Believing in it requires thinking either that inflation is about to be a problem, or that the Federal Reserve is about to err on the side of hawkishness. Both are possible, but neither seems likely in the near future.

The best framework for thinking about this is the dividend discount model: the value of stocks today is the value of future dividends or profits, discounted back to today’s money at an appropriate rate, usually using bond yields.

As yields go up, the value today of future income from stocks goes down. But if the economy is expected to do better, there will be more future income. If a stronger economy leads to higher yields, the two can cancel out. Higher yields are bad news only if they are going up for reasons other than faster economic growth—for example, to kill off too-high inflation, or because the Fed is making a hawkish mistake.

A parallel to the discount model is to split stock prices into two components: future earnings per share and the valuation of those earnings. If rates go up, the valuation—the price-to-earnings ratio—should fall, because future earnings are worth less. But if the economy improves, earnings should go up, offsetting the falling valuation.

We’re still in the benign situation where bond yields go up because the economy’s doing better. After the strong jobs figures, the Federal Reserve is expected to cut rates less this month than it was before, and two-year Treasury yields rose by the most since 2015, having their second-biggest one-day rise in a decade.

A plausible explanation for why stocks took the good news so hard is that the S&P 500 had been driven up by a Fed that investors hoped was going to be unnecessarily dovish, pushing through a hefty cut in rates as a form of insurance at a time of below-target inflation. The expectation of lower rates without any offsetting economic weakness is good for stocks; reversing it, as Friday’s move did in part, is bad for stocks.

One piece of evidence: the recent rally had been led by defensive stocks as yields fell, while on Friday and Monday economically sensitive consumer discretionary stocks beat reliable consumer staples. Other sectors weren’t so clear-cut, but investors certainly didn’t rush for traditional havens within the market.

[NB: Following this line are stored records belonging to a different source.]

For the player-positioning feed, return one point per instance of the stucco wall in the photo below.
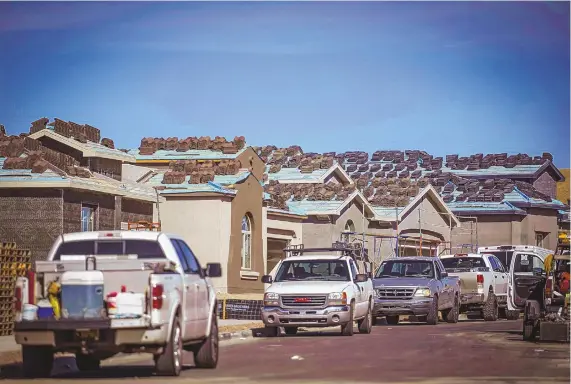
(205, 225)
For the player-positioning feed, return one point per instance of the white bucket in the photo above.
(29, 312)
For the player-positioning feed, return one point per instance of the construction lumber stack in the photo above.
(14, 262)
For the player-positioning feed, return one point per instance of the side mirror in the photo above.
(361, 278)
(213, 270)
(267, 279)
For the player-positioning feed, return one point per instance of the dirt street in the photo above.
(467, 352)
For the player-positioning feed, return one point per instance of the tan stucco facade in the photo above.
(492, 230)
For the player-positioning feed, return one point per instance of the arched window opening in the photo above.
(349, 226)
(246, 243)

There’s scope for a bit more of the recent equity rally to reverse and share prices to fall, as the S&P is still 9% above its low of June 3; but with two-year Treasurys already back to where they stood then, there shouldn’t be much more purely yield-driven selling to come.

That means for the pattern of good news being bad for stocks to continue, investors will have to start worrying that yields will keep going up without signs of a stronger economy. That takes either a return of persistent inflation, or a change of tack by the Fed.

Frankly, there’s no sign of persistent inflation. I’ve long been expecting the tight labor market to feed through into wages, and it has to some extent. Average hourly earnings in the private sector rose more than 3% in June compared with a year earlier, as they have since October. But they appear to have decelerated since February, and there’s little indication of higher wages feeding through into prices.

Perhaps companies aren’t passing on higher costs because they have such elevated profit margins they can afford to absorb somewhat higher wages. Perhaps spare capacity in the economy makes it hard to raise prices without being undercut by rivals. Or perhaps, in an era of global online shopping, consumers can compare prices and shop elsewhere more easily.

The idea that the Fed is suddenly going to turn hawkish is even more laughable than the idea of worrying about inflation any time soon. One of Donald Trump’s latest nominees for the Fed wants to cut rates, and the other currently works for the dovish St. Louis Fed President James Bullard, who voted to cut rates at the last meeting.

The true danger for shareholders isn’t that good news pushes up rates, but that bad news reawakens the recession fears that trashed the market in December. Bad news on the economy, after all, is usually just bad news for stocks.